Saturday, August 13, 2005

Lewis and Pullman

Terry Teachout noted in his August 11th entries in regard to choosing to keep up with new things, or not:
C. S. Lewis said it better than I can: "If we have to choose, it is always better to read Chaucer again than to read a new criticism of him."

I’ve been reading a book called, Beyond the Shadowlands, by Wayne Martindale, and in the preface to it, Walter Hooper notes something along the lines of the book inspiring him to go back and read the Lewis canon over again. While this would be something of a task (a pleasurable one, mind you) because Lewis was certainly prolific, to go back and read the Narnia stories, the three fantasy-cum-sci-fi books, and some of the other titles such as The Great Divorce and the Screwtape Letters, would be infinitely better than reading many of the less well-thought-out books that currently inhabit Christian bookshop shelves. The mere thought of the last chapter of The Last Battle always makes my heart leap – if ever there was a more wondrous picture of Joy, and of Heaven, I don’t know of it.

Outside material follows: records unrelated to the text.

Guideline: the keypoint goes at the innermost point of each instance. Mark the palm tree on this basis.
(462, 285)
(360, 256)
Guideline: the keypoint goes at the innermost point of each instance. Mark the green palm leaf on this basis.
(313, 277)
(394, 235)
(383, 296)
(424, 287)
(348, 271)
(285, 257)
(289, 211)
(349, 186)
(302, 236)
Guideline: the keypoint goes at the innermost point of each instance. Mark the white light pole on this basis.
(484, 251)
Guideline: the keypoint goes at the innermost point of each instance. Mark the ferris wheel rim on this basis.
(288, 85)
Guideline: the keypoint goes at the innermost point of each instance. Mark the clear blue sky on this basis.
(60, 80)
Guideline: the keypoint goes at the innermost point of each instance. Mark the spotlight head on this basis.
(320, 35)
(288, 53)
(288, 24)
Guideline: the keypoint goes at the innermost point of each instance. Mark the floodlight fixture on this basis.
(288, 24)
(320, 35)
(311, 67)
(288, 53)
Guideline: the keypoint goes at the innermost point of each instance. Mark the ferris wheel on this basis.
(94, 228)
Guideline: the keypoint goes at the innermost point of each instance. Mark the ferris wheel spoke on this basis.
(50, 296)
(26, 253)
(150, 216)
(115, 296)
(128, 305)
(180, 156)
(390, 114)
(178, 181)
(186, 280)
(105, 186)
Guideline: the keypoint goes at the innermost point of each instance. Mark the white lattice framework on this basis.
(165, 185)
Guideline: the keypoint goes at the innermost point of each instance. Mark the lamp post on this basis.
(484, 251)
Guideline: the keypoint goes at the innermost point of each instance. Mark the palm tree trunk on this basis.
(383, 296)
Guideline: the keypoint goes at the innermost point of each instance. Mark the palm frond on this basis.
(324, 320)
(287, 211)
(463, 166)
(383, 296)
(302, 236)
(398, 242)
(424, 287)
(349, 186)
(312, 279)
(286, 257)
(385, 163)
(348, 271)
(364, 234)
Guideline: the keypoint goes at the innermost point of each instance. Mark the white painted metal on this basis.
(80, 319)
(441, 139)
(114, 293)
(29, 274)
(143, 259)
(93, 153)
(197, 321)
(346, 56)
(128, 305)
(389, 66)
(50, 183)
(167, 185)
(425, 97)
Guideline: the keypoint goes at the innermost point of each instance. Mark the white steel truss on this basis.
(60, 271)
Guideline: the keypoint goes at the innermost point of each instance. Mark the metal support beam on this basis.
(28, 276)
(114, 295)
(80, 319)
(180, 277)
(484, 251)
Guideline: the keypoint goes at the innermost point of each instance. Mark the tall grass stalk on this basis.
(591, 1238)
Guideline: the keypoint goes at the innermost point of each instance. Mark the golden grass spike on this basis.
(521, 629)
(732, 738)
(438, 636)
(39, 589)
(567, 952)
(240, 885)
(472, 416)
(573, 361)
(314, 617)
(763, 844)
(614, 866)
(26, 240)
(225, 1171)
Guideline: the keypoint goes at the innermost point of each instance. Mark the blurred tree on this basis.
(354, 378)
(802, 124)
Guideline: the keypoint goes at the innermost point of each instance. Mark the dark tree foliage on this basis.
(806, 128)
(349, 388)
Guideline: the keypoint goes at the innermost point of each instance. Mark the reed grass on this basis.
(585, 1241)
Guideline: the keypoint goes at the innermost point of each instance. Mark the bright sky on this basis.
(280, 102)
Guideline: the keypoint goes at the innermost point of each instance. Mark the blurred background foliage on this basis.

Beyond the Shadowlands takes as its main theme Lewis’ treatment of Heaven and Hell, and it’s intriguing to see just how much his best-known books focus on these two subjects. Alan Jacobs, in a recent book, Shaming the Devil, mentions Lewis in contrast to Philip Pullman, and the latter’s theological trilogy, His Dark Materials. Pullman, who seems to loathe Lewis – I gather this from at least two interviews with him that I’ve read, and Jacob's own comments – equally loathes the idea of Heaven as it’s generally been thought of. I felt, in reading Pullman’s second and third episodes in the trilogy, that the man hated Hope, hated Joy, and felt that children’s delight should be dashed as often as possible: his inexcusable killing off of the father in The Subtle Knife nearly made me refuse to read the third book. And when I did read the third book in the series, The Amber Spyglass, I was more than puzzled that Pullman could think that the spirits stuck in his version of hell - or was it purgatory? - could possibly feel happier floating off into dissolution than being given some kind of new life.